Leases offer lower upfront costs, better cash flow, outsourcing benefits, capital preservation and avoidance of equipment obsolescence, Jacoby and others said.
FASB gave companies a lengthy lead time to adjust to the new standards, setting public companies’ effective date for fiscal years that begin after Dec. 15, 2018. Private companies have at least one year longer to make the changes.
Bill Bosco, a consultant to the Equipment Leasing and Finance Association, said carriers should begin planning for the adjustment now. In addition to changing their accounting methods, he said, it was important for fleets to do a calculation that evaluates the effect on debt covenants of their existing leases that are coming into the balance sheet.
The reason, he explained, is that when the new standard takes effect, companies will be required to show retroactive financial statements, including 2017 for public companies and 2018 for private ones.

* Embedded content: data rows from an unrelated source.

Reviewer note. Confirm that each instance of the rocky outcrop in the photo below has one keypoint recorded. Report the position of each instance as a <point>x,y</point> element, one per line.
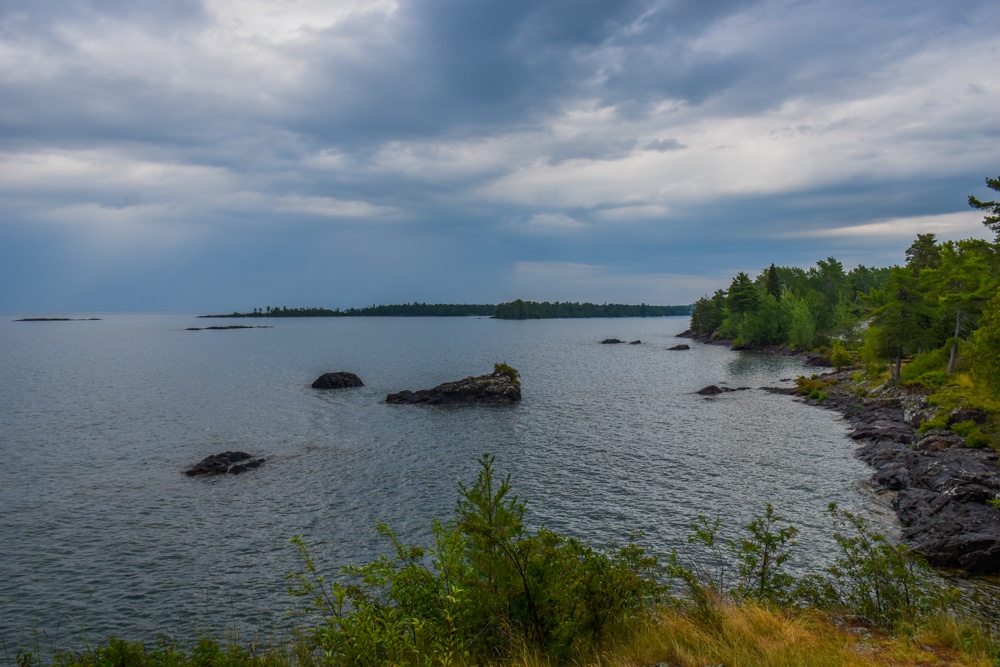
<point>940,486</point>
<point>232,463</point>
<point>495,389</point>
<point>337,380</point>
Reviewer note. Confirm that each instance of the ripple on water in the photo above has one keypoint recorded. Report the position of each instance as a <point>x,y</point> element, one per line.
<point>103,533</point>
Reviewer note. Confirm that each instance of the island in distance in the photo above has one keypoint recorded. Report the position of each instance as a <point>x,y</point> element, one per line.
<point>512,310</point>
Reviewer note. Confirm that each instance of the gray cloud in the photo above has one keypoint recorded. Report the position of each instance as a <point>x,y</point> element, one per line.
<point>236,147</point>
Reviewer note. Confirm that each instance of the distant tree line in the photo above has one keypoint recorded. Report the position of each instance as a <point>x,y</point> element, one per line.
<point>801,308</point>
<point>398,310</point>
<point>533,310</point>
<point>926,322</point>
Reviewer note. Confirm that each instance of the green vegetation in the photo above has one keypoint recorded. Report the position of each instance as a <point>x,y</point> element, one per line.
<point>400,310</point>
<point>509,371</point>
<point>931,326</point>
<point>532,310</point>
<point>514,310</point>
<point>491,591</point>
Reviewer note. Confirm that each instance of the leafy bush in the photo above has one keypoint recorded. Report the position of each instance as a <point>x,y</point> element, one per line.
<point>883,582</point>
<point>486,589</point>
<point>932,361</point>
<point>930,380</point>
<point>759,557</point>
<point>509,371</point>
<point>839,356</point>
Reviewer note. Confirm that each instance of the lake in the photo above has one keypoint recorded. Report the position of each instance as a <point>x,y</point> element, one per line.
<point>101,533</point>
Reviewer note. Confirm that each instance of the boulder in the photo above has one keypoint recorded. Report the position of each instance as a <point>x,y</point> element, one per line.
<point>337,380</point>
<point>494,389</point>
<point>227,462</point>
<point>712,390</point>
<point>943,490</point>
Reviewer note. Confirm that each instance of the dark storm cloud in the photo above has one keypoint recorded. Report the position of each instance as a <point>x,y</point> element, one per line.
<point>238,145</point>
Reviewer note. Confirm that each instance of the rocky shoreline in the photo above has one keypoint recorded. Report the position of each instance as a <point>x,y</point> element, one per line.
<point>940,487</point>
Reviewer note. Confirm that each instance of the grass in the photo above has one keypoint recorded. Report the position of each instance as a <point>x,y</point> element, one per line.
<point>735,635</point>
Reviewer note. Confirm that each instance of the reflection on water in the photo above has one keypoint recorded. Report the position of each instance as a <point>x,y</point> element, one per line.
<point>103,534</point>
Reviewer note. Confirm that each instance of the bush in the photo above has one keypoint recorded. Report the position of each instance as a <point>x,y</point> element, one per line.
<point>885,583</point>
<point>840,357</point>
<point>485,590</point>
<point>509,371</point>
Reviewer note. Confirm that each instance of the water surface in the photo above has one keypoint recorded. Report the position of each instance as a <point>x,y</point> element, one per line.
<point>102,534</point>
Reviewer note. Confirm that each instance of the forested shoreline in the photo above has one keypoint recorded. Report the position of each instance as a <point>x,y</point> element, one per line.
<point>931,325</point>
<point>513,310</point>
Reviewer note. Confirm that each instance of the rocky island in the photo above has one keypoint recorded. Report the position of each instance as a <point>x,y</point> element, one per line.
<point>502,387</point>
<point>944,492</point>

Industry executives believe the new rule’s structure won’t dissuade fleets from choosing to lease instead of buy assets.
“We do not anticipate any material impact on our customer base or sales trajectory from recently announced changes,” ArtGarcia, chief financial officer of Ryder System Inc., told Transport Topics earlier this month. “Ryder customers are generally not outsourcing for the purpose of balance-sheet treatment. Their outsourcing decisions are driven by the economics of our offering and the desire for cash flow and profit and loss savings. In addition, over 90% of Ryder’s full-service lease customers are privately held, so balance-sheet presentation is less important. Credit rating agencies also already consider lease obligations in their analysis.”
However, Garcia also said, “The standard creates more accounting and reporting around a process that is relatively simple today.”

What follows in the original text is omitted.